The tariff plan President Trump introduced on Liberation Day was more hard-hitting than the markets anticipated. It included a 10% universal tariff on US imports with the goal of raising revenue as well as higher tariff rates on 25+ of the country’s biggest trading partners based on their trade deficit with the US.
Following this announcement the stock market sold off aggressively. However, on April 9 stocks rallied back after President Trump abruptly announced he would back down on his reciprocal tariffs for 90 days. The S&P 500 rose 9.5 percent following the announcement—its sharpest single-day gain since October 2008.
Overall, US average tariff rates could be as high as 25%-30% if they go into effect as is. This is well above expectations. We believe these will be negotiated lower but if they aren’t, inflation will likely rise and growth will be dented more than originally anticipated, with a mild US recession risk possible in coming quarters.
What happens next is dependent on many variables. While the 10% universal tariffs will likely be permanent, the country specific tariffs could be negotiated down.
The fiscal and monetary response around the world will matter.
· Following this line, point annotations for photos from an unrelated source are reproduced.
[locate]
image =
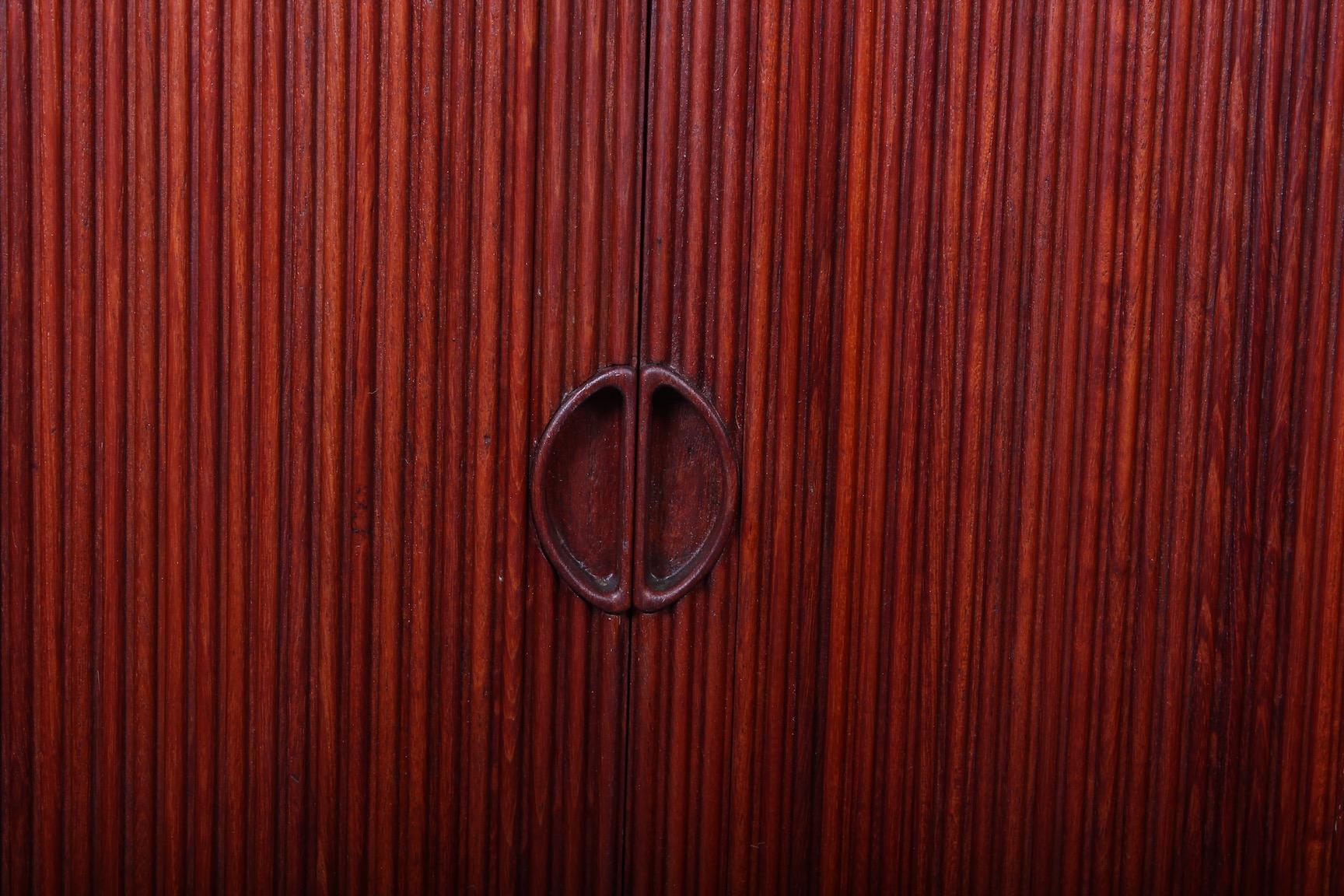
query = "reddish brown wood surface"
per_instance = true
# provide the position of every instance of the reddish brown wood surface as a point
(1024, 319)
(289, 292)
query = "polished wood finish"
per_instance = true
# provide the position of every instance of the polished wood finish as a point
(687, 489)
(1023, 319)
(289, 293)
(583, 488)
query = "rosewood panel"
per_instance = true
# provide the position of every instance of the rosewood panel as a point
(1026, 319)
(289, 292)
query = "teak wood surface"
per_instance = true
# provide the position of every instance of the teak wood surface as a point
(1024, 321)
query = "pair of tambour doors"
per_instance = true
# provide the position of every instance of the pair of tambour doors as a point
(957, 506)
(292, 295)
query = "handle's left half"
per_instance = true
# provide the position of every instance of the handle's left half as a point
(583, 489)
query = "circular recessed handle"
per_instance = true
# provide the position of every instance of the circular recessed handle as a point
(686, 492)
(583, 488)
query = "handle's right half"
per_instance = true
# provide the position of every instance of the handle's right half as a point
(686, 489)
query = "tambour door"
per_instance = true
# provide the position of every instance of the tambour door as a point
(289, 293)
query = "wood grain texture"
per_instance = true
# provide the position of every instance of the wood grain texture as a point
(1026, 317)
(289, 292)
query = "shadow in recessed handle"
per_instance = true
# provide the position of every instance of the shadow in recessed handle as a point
(583, 485)
(686, 492)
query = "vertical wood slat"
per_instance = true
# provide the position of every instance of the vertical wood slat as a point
(1026, 320)
(1067, 614)
(271, 618)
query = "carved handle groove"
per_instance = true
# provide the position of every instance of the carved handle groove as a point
(686, 492)
(583, 485)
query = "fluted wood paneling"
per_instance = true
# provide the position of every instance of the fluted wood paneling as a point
(1024, 319)
(289, 289)
(1027, 320)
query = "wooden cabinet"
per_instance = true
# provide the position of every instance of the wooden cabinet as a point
(1003, 338)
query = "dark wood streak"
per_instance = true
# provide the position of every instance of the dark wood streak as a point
(1023, 319)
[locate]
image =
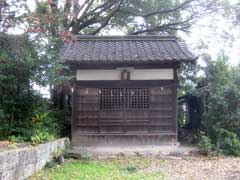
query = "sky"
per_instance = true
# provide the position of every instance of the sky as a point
(211, 30)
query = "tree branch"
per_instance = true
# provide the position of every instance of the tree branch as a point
(159, 12)
(107, 19)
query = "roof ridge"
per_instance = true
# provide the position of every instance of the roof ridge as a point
(128, 37)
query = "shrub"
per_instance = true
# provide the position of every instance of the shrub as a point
(205, 145)
(228, 142)
(41, 136)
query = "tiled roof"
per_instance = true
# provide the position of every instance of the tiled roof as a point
(129, 49)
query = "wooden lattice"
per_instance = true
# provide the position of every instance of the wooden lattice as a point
(124, 98)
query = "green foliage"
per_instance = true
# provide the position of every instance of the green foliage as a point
(222, 96)
(131, 168)
(40, 137)
(228, 142)
(219, 91)
(100, 170)
(205, 145)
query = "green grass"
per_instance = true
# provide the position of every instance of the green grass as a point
(117, 169)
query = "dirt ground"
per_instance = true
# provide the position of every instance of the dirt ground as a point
(197, 168)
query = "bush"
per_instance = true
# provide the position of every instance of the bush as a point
(228, 142)
(205, 145)
(41, 137)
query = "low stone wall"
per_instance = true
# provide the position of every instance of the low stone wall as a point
(18, 164)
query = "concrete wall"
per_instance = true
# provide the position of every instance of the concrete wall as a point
(115, 74)
(18, 164)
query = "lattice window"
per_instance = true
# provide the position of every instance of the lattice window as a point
(123, 98)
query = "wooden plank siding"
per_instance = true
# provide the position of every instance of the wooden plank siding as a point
(152, 126)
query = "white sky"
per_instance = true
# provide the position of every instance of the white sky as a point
(209, 30)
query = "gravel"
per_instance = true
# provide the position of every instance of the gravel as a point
(197, 167)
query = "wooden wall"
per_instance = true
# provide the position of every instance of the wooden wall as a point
(92, 126)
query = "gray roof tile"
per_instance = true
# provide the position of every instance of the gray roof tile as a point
(134, 49)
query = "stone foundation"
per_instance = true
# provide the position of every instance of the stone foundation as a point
(18, 164)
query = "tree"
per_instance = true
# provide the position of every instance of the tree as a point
(132, 16)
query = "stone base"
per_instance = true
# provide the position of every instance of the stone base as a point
(20, 163)
(160, 150)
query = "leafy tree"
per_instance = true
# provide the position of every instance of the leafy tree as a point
(131, 16)
(220, 90)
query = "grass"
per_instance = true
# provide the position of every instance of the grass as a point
(116, 169)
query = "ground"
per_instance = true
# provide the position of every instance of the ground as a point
(6, 145)
(147, 168)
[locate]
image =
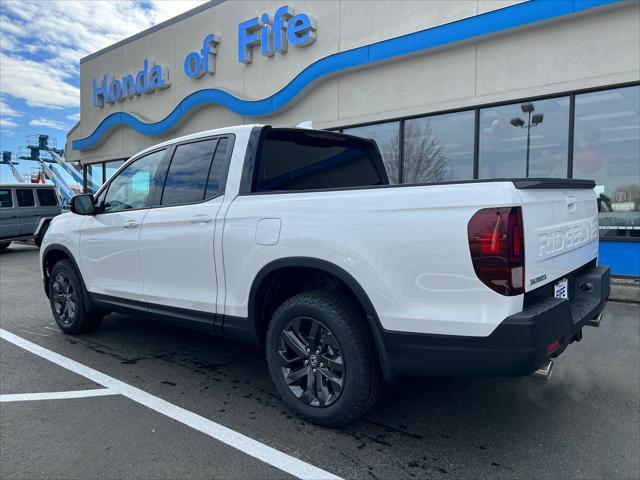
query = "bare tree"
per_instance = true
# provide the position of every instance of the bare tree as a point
(424, 160)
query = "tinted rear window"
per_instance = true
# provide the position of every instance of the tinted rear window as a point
(300, 160)
(189, 172)
(5, 198)
(47, 197)
(25, 197)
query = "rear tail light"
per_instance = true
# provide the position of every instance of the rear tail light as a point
(496, 243)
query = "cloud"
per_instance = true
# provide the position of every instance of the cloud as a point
(38, 84)
(41, 43)
(6, 111)
(5, 123)
(48, 123)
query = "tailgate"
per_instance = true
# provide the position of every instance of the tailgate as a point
(561, 231)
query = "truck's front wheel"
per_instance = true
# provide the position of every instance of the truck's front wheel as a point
(320, 358)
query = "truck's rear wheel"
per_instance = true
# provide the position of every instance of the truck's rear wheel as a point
(320, 358)
(66, 296)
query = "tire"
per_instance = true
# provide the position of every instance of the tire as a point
(38, 238)
(66, 296)
(347, 379)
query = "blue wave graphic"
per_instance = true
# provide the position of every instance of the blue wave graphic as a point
(414, 43)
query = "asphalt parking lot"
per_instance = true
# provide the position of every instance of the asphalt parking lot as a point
(584, 423)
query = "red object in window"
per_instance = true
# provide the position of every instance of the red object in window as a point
(496, 243)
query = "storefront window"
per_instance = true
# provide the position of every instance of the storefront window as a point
(438, 148)
(387, 136)
(527, 139)
(607, 150)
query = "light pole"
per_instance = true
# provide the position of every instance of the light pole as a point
(535, 119)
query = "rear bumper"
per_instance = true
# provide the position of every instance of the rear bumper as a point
(518, 346)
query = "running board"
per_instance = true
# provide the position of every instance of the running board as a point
(595, 322)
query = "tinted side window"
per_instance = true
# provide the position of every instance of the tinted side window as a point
(47, 197)
(5, 198)
(188, 173)
(215, 182)
(25, 197)
(298, 160)
(135, 186)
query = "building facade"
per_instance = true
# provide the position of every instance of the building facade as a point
(449, 89)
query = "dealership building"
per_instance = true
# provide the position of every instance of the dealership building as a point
(450, 90)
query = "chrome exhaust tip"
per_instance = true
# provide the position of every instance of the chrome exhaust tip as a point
(544, 372)
(595, 322)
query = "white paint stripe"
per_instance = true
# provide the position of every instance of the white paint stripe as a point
(234, 439)
(26, 397)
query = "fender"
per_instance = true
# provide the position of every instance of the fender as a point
(41, 223)
(372, 317)
(56, 246)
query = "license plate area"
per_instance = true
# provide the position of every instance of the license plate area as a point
(561, 289)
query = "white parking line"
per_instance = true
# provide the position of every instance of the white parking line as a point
(234, 439)
(26, 397)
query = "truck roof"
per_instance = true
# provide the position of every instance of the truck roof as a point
(205, 133)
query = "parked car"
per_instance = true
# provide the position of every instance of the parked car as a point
(294, 240)
(26, 210)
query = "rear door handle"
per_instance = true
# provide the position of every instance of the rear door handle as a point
(201, 219)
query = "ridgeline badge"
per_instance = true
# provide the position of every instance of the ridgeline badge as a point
(272, 35)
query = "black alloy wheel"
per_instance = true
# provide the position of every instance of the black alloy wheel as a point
(321, 359)
(312, 363)
(65, 298)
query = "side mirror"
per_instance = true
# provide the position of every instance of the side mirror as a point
(83, 204)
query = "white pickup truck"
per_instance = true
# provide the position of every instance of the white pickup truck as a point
(294, 240)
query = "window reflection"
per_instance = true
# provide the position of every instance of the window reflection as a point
(438, 148)
(111, 168)
(94, 178)
(525, 136)
(387, 136)
(607, 150)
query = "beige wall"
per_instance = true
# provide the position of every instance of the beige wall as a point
(585, 50)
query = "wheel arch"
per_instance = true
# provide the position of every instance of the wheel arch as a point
(260, 287)
(54, 253)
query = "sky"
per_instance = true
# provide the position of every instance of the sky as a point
(41, 44)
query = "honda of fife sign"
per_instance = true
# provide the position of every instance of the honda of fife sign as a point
(272, 35)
US tax cuts are likely to be accelerated and fiscal stimulus around the world is likely in play—and already happening in Germany, Europe, and China.
The Fed is likely to look through inflationary pressures and respond to any growth hit by lowering rates.
As these developments unfold, portfolio diversification remains crucial. The Moss Adams Portfolio Management Team will continue to monitor the evolving macro environment.